The closest thing in L.A. to the real Cronut? Rockenwagner’s Crö-dough


Chef-baker Hans Rockenwagner is sitting in a meeting room at his Rockenwagner Bakery headquarters with his director of operations Pat Sullivan. In front of them are three flavors of his croissant-doughnuts: vanilla pastry cream with vanilla icing, raspberry-jam filled with raspberry icing and Nutella chocolate-hazelnut filled. He cuts into the vanilla croissant-doughnut and tastes. “It’s nice,” he says. “My vote goes to the vanilla.”

Rockenwagner has jumped on the faux-Cronut bandwagon. “To be honest, I did not want to pursue it at first,” says Rockenwagner, who a couple of weeks ago rolled out his version of the Cronut, the croissant doughnut by Dominique Ansel in New York that sparked a global craze after it launched in May. “It’s a fad. But Pat pointed out to me the cupcake craze. I kept saying, ‘It’s gonna die, it’s gonna die,’ and eight years later it still hasn’t died. So why not our version of Cronuts and be able to direct the trend? And people keep asking for them.”

Having had the original Cronut at Dominique Ansel and nearly every incarnation of faux-Cronut I could get my hands on in Los Angeles -- including Spudnuts’ in Canoga Park, the brioughnut from Confexion Cupcakes in Pasadena, SemiSweet Bakery’s crullant, Crumbs’ version, Kettle Glazed’s and more -- it’s the closest thing to Ansel’s in L.A. that I’ve tasted. It is a high, compact croissant-doughnut much like the Cronut, but is a little smaller in diameter and only slightly shorter; has a pastry cream filling (some knock-offs don’t); and is similarly coated with a sprinkling of sugar. Its glaze is not as silky -- in fact it’s a little brittle -- and has more of it. But Rockenwagner’s is also crisper than the original.


What’s this version called? “Doughssant,” says Sullivan. “Crö-dough,” Rockenwagner says, “I like Crö-dough, with an umlaut over the o.”

For now the bakery is making them once a week on Fridays or Saturdays for its Rockenwagner Bakery and 3 Square Cafe locations, their availability advertised on social media. Meanwhile, special orders are flowing in -- for up to 4,500 Crö-doughs.

Yes, a single order for 4,500 Crö-doughs. The Rockenwagner commissary bakery already runs ‘round the clock and has grown from eight bakers in 2009 to “70 to 80 bakers now,” Rockenwagner says. It turns out 70 different doughs for 350 products, including breads and pastries such as the pretzel croissant and Linzer cookies.

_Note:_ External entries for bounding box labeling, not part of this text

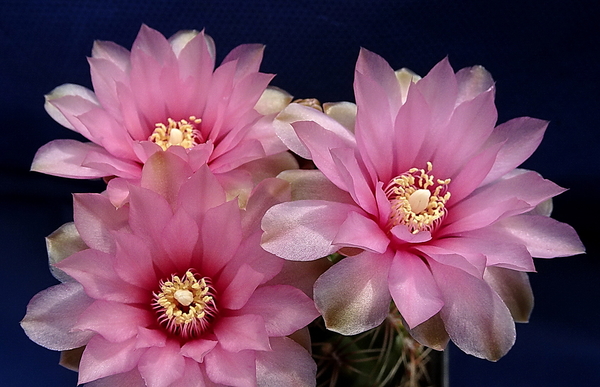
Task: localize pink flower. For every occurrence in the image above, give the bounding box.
[262,50,584,360]
[22,152,318,387]
[32,25,291,183]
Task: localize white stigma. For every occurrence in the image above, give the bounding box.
[408,189,431,214]
[173,289,194,306]
[169,128,183,145]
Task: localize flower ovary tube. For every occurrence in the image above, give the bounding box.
[152,270,217,338]
[148,116,204,150]
[385,162,450,234]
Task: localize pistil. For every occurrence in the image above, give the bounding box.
[153,270,217,338]
[148,116,204,150]
[385,162,450,234]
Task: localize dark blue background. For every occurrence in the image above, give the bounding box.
[0,0,600,387]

The Crö-dough is made with Rockenwagner’s croissant dough (regular not pretzel), whose fat content has been tweaked “so it gets a little more crispy,” he says. “It took a couple of experiments,” Sullivan adds, “with the folding of the dough to get the right height.”

Next, Rockenwagner is toying with a maple bacon Crö-dough. One of his bakers brings in an early iteration: It looks a little like Rockenwagner’s Berliner but a little flatter and is filled with large chunks of bacon. Rockenwagner says it needs work. “It needs more layering, more height. The bacon seeps into the dough, and you can see where [the dough] isn’t fully developed. These doughs are so delicate anything you put on top of it, it really weighs it down. Maybe cut it square instead of round. The less adulterated the dough the better.” It’s a work in progress.